Bug 6758 - HD not detected
Summary: HD not detected
Status: CLOSED INVALID
Alias: None
Product: IO/Storage
Classification: Unclassified
Component: Serial ATA (show other bugs)
Hardware: i386 Linux
: P2 normal
Assignee: Tejun Heo
URL:
Keywords:
Depends on:
Blocks:
 
Reported: 2006-06-27 17:26 UTC by Vincent Legoll
Modified: 2006-09-11 16:53 UTC (History)
1 user (show)

See Also:
Kernel Version: 2.6.17-git12 (vanilla from kernel.org)
Subsystem:
Regression: ---
Bisected commit-id:


Attachments

Description Vincent Legoll 2006-06-27 17:26:52 UTC
Most recent kernel where this bug did not occur: not known
Distribution: Gentoo
Hardware Environment: x86_64, Seagate HD
Software Environment:
Problem Description: Seagate HD not detected

Steps to reproduce:

I recently added a Seagate HD (500Go Sata 7200.10) to my PC.
It had already a ST3120026AS and a WD1500ADFD-0, properly running, and still
running correctly...

The drive is visible in the BIOS.

This one is not detected by the linux kernel whereas it is by the other OS (and
performs very well ~48Mo/s writing), and fail with this in dmesg:

ata1: port is slow to respond, please be patient
ata1: port failed to respond (30 secs)

I tried some random tweaking of libata-core.c:__libata_phy_reset()
by lengthening the timeouts and delays, because some googling revealed this to
paper over similar reports of failure to detect seagate drives...

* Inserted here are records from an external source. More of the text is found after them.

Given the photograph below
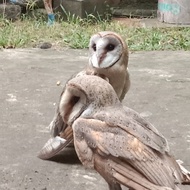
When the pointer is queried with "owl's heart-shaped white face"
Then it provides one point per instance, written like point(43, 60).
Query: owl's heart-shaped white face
point(105, 51)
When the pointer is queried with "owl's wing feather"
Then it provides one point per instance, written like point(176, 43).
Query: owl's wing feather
point(135, 125)
point(56, 144)
point(123, 149)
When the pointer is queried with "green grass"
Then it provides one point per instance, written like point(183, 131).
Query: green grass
point(75, 33)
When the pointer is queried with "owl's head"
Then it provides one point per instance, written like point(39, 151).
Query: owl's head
point(84, 96)
point(106, 49)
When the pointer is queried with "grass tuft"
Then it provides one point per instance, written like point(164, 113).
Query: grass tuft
point(76, 32)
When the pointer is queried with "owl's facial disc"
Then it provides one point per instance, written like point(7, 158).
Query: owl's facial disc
point(105, 51)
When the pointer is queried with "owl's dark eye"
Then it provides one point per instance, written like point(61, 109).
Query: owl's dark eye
point(94, 47)
point(110, 47)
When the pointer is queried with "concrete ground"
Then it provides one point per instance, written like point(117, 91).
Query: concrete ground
point(160, 91)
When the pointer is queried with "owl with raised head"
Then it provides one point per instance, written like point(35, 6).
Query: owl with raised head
point(120, 148)
point(108, 59)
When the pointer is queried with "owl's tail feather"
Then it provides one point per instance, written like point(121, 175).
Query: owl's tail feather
point(127, 176)
point(185, 172)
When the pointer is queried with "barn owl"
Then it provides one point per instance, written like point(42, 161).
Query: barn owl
point(122, 149)
point(108, 58)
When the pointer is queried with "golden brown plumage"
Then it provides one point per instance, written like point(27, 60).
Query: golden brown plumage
point(108, 59)
point(122, 147)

But it is not working, I know get that:

Jun 28 04:10:04 localhost ata1: exception Emask 0x10 SAct 0x0 SErr 0x150000
action 0x2 frozen
Jun 28 04:10:05 localhost ata1: soft resetting port
Jun 28 04:10:12 localhost ata1: port is slow to respond, please be patient
Jun 28 04:10:35 localhost ata1: port failed to respond (30 secs)
Jun 28 04:10:35 localhost ata1: SATA link up 1.5 Gbps (SStatus 113 SControl 300)
Jun 28 04:10:35 localhost ata1: EH pending after completion, repeating EH (cnt=4)
Jun 28 04:10:35 localhost ata1: EH complete

but it's about 8 minutes after system is booted...

ask for more info, and I'll provide it...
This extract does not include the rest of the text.